Every now and then, I have a string of days filled with so many expectations, plans, obligations and deadlines that I eventually have a mini-breakdown trying to figure out how to deal with it all.
I think of this particular occurrence as The Stressfest.
It went down like this: last night I got out of work at 9 and, by the time I ate and started looking at assignments, it was midnight. There were still 7 loads of laundry on my bed, the B kindly made dinner but the kitchen was still messy, various rooms in the house needed tidying and I hadn’t gotten anything graded. I had to be up at 7 to get ready for work, and then after work I was planning my workout. Now, I LOVE my 8:30 - 5:30 day at work. It gives me a chance to work out at night. Then B informed me that he had booked us for dinner at 6, so I had no option of working out after work.

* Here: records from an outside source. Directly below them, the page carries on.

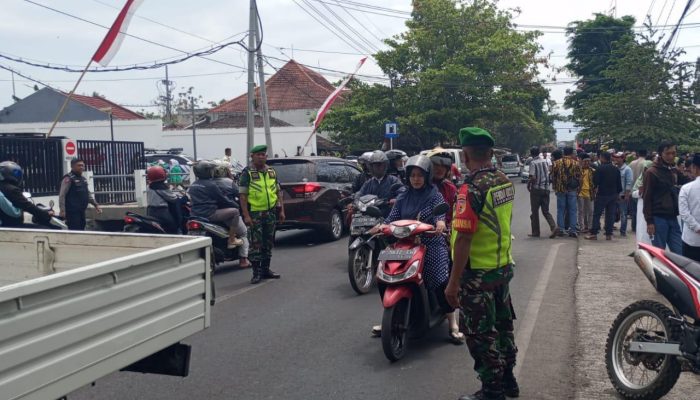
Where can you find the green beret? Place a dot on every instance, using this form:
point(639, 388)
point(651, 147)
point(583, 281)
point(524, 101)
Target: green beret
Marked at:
point(261, 148)
point(473, 136)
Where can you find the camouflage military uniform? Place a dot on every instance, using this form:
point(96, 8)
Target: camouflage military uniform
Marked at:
point(487, 312)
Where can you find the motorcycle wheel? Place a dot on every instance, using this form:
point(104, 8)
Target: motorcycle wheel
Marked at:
point(361, 270)
point(642, 376)
point(395, 330)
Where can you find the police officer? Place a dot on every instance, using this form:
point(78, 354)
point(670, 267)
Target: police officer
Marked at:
point(262, 206)
point(75, 196)
point(483, 267)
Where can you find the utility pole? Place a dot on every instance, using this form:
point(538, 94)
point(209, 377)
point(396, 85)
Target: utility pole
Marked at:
point(194, 129)
point(251, 77)
point(263, 94)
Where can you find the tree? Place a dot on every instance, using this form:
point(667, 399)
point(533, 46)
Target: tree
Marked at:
point(591, 45)
point(650, 98)
point(458, 64)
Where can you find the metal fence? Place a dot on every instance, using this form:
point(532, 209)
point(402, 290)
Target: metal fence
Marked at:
point(40, 159)
point(113, 165)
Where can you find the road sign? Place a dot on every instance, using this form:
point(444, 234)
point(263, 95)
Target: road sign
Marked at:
point(391, 130)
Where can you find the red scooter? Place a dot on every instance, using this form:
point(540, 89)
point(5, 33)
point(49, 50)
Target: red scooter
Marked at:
point(649, 343)
point(410, 309)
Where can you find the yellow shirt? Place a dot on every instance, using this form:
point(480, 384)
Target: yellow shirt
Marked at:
point(586, 183)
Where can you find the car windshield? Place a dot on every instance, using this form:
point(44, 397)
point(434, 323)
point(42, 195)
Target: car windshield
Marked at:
point(292, 171)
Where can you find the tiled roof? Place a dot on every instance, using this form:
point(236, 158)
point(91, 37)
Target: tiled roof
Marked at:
point(118, 112)
point(240, 121)
point(293, 87)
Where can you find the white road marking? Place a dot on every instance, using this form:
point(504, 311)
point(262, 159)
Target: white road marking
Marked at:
point(524, 333)
point(241, 291)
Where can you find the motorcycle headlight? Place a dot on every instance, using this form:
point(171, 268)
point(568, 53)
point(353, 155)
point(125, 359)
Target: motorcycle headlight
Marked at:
point(409, 273)
point(403, 231)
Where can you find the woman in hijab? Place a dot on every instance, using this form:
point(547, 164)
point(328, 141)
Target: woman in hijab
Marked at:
point(418, 202)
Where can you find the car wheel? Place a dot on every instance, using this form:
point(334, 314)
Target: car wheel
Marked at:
point(334, 230)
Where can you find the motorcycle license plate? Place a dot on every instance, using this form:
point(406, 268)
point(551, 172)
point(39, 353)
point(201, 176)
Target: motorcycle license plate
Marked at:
point(363, 221)
point(396, 254)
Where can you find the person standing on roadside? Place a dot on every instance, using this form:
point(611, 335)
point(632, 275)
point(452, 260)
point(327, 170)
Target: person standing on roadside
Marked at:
point(262, 206)
point(586, 194)
point(566, 178)
point(74, 196)
point(637, 167)
point(483, 267)
point(538, 186)
point(661, 200)
point(626, 176)
point(689, 208)
point(608, 186)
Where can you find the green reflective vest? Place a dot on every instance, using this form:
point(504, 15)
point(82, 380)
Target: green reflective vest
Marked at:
point(263, 190)
point(492, 244)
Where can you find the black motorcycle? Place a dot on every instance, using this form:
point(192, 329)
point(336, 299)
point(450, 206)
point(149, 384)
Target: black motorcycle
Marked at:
point(364, 248)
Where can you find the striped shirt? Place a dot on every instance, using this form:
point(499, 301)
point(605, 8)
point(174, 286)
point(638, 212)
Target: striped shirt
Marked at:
point(539, 168)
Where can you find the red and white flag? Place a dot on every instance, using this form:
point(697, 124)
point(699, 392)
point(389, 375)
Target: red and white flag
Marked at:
point(115, 36)
point(329, 101)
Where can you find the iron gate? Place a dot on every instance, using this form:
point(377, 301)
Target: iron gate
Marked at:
point(40, 159)
point(113, 165)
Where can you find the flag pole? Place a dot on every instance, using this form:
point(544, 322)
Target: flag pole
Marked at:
point(68, 98)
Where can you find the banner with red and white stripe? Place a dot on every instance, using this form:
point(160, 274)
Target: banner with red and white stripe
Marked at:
point(113, 40)
point(329, 101)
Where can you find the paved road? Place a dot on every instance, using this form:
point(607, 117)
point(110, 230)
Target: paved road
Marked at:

And I’ve already had 2 rest days this week, so I was ready to rumble. This unexpected dinner plan meant I had to get up at 5am to work out. Ok on race day; not so much on a night when I don’t get to bed until after 12.
I set my alarm for 5; sleep through it; can’t find any of my clothes because they’re all on the bed; realize I have only 2 pair of pants to my name (1 that doesn’t really fit and 1 that has a broken zipper); the shoes I pick are a little too big, but I never gave them away because they’re just so cute I couldn’t bear to do it, but I forget every time I go to wear them; I come home at lunch to change and burst into tears.
A couple hours later, an unsuspecting coworker who always sends out great quotes forwarded me an email with this familiar Thoreau verse in it:
“I have learned that if one advances confidently in the direction of his dreams,
and endeavors to live the life he has imagined,
he will meet with a success unexpected in common hours.”
–Henry David Thoreau
Well, sh1t. That’s exactly what the crap I’m doing.
I’m not saying that this completely relieves the burden, but it sure does help. And that won’t come without some hard work. Some days I’m going to be tired and have too much to do. Some days things will Just Have to Wait.
But I’m definitely endeavoring to live the life I have imagined. So how about we change The Stressfest to The Successfest?